‘Bartok’s Monster’ challenges conventions of theater

In ‘Bartok’s Monster,’ an interdisciplinary collaboration, Daedalus Quartet will perform Bartok’s String Quartet No. 3 and other string pieces mixed with acting, choreography, and an array of striking visuals.

A cellist performing on stage.
“Bartok’s Monster” is a fusion of lecture, concert, and theater. (Image: Courtesy of Penn Live Arts)

When Penn Live Arts (PLA) presents “Bartok’s Monster” on Sunday, Jan. 21, it will mark a nearly unprecedented PLA artistic collaboration between categorization-defying Pig Iron Theatre Company, English Department lecturer Jay Kirk, Whitebox Theatre installation artist Sebastienne Mundheim, and Penn’s string-quartet-in-residence Daedalus Quartet. The result promises to be something special.

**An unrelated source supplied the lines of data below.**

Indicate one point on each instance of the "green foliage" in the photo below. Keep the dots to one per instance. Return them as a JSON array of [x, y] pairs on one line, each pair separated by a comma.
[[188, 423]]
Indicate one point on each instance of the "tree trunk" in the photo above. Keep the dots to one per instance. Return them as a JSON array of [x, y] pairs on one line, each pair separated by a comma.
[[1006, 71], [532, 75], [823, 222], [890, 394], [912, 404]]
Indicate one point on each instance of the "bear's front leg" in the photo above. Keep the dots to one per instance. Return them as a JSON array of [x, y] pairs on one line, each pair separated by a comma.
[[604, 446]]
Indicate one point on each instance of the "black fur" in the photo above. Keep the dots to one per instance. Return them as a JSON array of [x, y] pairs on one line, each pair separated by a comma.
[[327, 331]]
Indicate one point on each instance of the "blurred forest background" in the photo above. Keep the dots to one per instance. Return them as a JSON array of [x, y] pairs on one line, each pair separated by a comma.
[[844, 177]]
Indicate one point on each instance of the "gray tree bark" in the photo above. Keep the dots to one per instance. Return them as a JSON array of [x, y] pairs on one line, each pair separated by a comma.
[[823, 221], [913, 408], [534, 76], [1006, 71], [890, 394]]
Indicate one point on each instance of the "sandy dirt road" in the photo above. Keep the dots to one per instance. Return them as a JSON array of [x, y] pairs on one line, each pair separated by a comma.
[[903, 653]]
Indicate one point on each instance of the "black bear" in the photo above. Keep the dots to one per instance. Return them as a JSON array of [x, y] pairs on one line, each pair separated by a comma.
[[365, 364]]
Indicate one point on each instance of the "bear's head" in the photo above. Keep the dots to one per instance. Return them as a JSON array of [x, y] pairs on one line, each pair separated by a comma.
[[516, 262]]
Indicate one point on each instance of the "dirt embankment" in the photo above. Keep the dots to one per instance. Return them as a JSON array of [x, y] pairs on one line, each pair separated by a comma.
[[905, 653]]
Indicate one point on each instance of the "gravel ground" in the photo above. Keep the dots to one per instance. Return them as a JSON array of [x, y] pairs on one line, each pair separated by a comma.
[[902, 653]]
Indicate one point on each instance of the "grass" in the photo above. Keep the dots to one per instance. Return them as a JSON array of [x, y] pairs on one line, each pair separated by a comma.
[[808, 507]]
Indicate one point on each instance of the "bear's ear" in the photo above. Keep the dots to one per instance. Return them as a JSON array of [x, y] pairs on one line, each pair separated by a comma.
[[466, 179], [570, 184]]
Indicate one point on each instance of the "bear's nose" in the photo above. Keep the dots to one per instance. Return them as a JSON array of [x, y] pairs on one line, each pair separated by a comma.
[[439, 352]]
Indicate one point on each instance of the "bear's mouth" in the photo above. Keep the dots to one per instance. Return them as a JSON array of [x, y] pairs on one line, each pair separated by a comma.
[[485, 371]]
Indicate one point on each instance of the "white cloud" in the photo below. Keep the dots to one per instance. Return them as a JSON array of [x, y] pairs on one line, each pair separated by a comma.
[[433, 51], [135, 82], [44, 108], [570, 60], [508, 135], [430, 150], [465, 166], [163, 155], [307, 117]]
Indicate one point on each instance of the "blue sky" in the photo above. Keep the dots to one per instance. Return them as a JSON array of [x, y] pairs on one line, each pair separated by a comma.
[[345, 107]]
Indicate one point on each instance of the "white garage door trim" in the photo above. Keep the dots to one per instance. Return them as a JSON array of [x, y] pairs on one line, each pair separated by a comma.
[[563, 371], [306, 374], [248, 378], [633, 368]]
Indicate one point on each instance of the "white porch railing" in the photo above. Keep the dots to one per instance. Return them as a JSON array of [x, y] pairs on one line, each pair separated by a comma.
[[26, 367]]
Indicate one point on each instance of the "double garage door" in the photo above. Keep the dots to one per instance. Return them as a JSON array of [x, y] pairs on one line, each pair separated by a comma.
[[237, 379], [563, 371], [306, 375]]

The production, which will be performed twice on Jan. 21 and runs approximately 70 minutes, draws inspiration from Kirk’s 2020 experimental nonfiction book, “Avoid the Day: A New Nonfiction in Two Movements.” A complicated work that lives up to its “New Nonfiction” subtitle, it engages with themes of grief and adventure while also telling the gonzo journalism story of an attempt to track down the original music manuscript of “String Quartet No. 3” by Hungarian composer Béla Bartók, who debuted the piece in Philadelphia in 1928. (That manuscript now resides at the Kislak Center for Special Collections, Rare Books and Manuscripts and is available for viewing.)

Musically, this 15-minute third quartet is at the heart of “Bartok’s Monster,” which will be presented as a fusion of lecture, concert, and theater. The Deadalus Quartet is currently engaged in a multi-semester series of events exploring the six quartets of Bartok. The concert will also contain pieces by Beethoven and Alban Berg, among others.

“The idea is it’s a theater event disguised as a concert, or a concert with theatrical elements. One of the things that I loved about Jay’s book is it pretends to be one thing and turns into another thing, and that’s what we’re going to try to do with this performance,” says Tom Kraines, a cellist with the Daedalus Quartet.

Kraines, along with the other collaborators, encountered Kirk’s book while in lockdown during the COVID-19 pandemic and was enamored with its characterization of Bartók and his time spent in Transylvania, along with some of the conclusions of the book.

“What we’re trying to do with this concert is to pose the question, ‘What is this piece about? What does it mean?’ And it winds up being an interesting but meaningless question,” Kraines says. “The answer is this kind of emptiness or hollowness.”

This is a theme that’s been foundational for organizing the production.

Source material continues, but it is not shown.